Menghemat Waktu—Dan Menyelamatkan Kehidupan!
Helikopter dengan cocok telah disebut sebagai pesawat yang serba bisa. Pada bulan Agustus 1979, misalnya, suatu badai besar melanda perlombaan kapal layar di Fastnet, Inggris. Lima belas pria tewas dalam apa yang digambarkan sebagai ”bencana terburuk dalam sejarah olahraga layar”. Jumlah ini akan lebih banyak andaikan para awak helikopter tidak bertindak. Selama satu aksi penyelamatan, sang pilot harus memperhatikan gelombang di sekitarnya dan mengemudikan pesawatnya naik-turun untuk menghindari hantaman gelombang. Salah satu laporan berita menggambarkan ini sebagai permainan ”lompat katak hidup-atau-mati antara puncak-puncak gelombang setinggi 40 kaki [13m] yang berbahaya”.
Tanker-tanker minyak yang besar yang berlayar mengitari Tanjung Harapan di Afrika bagian selatan bisa mendapat persediaan makanan, suku cadang, dan bahkan berganti awak dengan memanfaatkan helikopter, tanpa perlu berlayar ke pelabuhan. Namun itu merupakan penerbangan manuver yang sangat sulit. Sang pilot membuat helikopternya melayang di atas dek dengan mengimbangi gerak maju tanker yang dikurangi. Kemudian, ia harus mengimbangi gerakan kapal yang terombang-ambing supaya dapat mendarat semulus mungkin.

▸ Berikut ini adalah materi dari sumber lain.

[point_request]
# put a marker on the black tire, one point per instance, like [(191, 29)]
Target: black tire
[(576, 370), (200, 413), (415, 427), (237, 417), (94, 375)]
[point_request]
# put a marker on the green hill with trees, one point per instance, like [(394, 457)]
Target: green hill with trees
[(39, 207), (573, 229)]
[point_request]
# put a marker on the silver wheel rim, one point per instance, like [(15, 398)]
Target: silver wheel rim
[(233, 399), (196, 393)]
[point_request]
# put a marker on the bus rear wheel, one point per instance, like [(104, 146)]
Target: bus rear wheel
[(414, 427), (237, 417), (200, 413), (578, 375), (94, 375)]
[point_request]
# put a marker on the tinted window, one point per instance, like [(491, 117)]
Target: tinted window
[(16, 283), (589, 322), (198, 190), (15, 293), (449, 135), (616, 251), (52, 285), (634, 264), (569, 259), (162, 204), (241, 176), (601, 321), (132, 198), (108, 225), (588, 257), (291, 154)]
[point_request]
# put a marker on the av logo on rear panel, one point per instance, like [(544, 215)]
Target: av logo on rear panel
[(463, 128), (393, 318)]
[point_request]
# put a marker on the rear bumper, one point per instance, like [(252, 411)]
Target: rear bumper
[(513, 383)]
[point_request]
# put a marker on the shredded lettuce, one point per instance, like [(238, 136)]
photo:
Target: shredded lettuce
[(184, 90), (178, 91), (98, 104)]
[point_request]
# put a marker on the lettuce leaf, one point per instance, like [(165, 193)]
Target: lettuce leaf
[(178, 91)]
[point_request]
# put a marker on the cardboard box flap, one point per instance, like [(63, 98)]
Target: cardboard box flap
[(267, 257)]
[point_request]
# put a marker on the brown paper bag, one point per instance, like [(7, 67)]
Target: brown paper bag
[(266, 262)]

Bagaimana Rasanya Terbang dengan Helikopter?
Bagi orang-orang yang suka terbang, kesanggupan manuver helikopter memberikan getaran rasa yang tak terbandingkan dengan yang dihasilkan dari berbagai bentuk pesawat terbang bermotor lainnya. Sungguh pengalaman yang mempesona untuk dapat melayang, bergerak perlahan-lahan ke belakang atau ke samping atau berputar 360 derajat pada ketinggian sekitar setengah meter di atas permukaan tanah. Karena tidak membutuhkan gerakan maju sewaktu lepas landas, helikopter terasa lebih aman untuk terbang, dan dalam penerbangan, seseorang segera terpikat dengan alam pedesaan, teristimewa sewaktu terbang rendah dengan kecepatan tinggi.
Akan tetapi, para siswa penerbang pada mulanya akan merasa sulit menerbangkan helikopter karena kendalinya sangat sensitif dan pesawat itu tidak begitu stabil dibandingkan dengan pesawat terbang bersayap-permanen. Jika sudah mahir, sungguh menyenangkan menerbangkan helikopter dan barangkali lebih mudah daripada menerbangkan sebuah pesawat udara karena teknik lepas landas dan teknik pendaratannya lebih sederhana.
Dewasa ini, helikopter merupakan pesawat yang dikembangkan dengan canggih—benar-benar pesawat yang serba bisa. Memang, jika dibandingkan dengan beberapa makhluk yang dapat terbang ciptaan Yehuwa, seperti capung dan burung ketilang, helikopter mungkin tidak luwes. Meskipun demikian, helikopter adalah pesawat yang menakjubkan. Dan sekarang setelah Anda mengetahui sedikit lebih banyak tentang pesawat ini, barangkali Anda ingin terbang mengendarainya.
[Gambar di hlm. 12]
Rancangan mesin penerbangan vertikal buatan Leonardo da Vinci
[Keterangan]
Bibliothèque de l’Institut de France, Paris
[Gambar di hlm. 12]
Penerbangan pulang-pergi di bandar udara
[Gambar di hlm. 13]
Penyelamatan di laut melalui udara oleh RAF
[Keterangan]
Atas kebaikan Kementerian Pertahanan London
[Gambar di hlm. 13]
Polisi sering menggunakan helikopter
[Bagan/Gambar di hlm. 13]
(Untuk keterangan lengkap, lihat publikasinya)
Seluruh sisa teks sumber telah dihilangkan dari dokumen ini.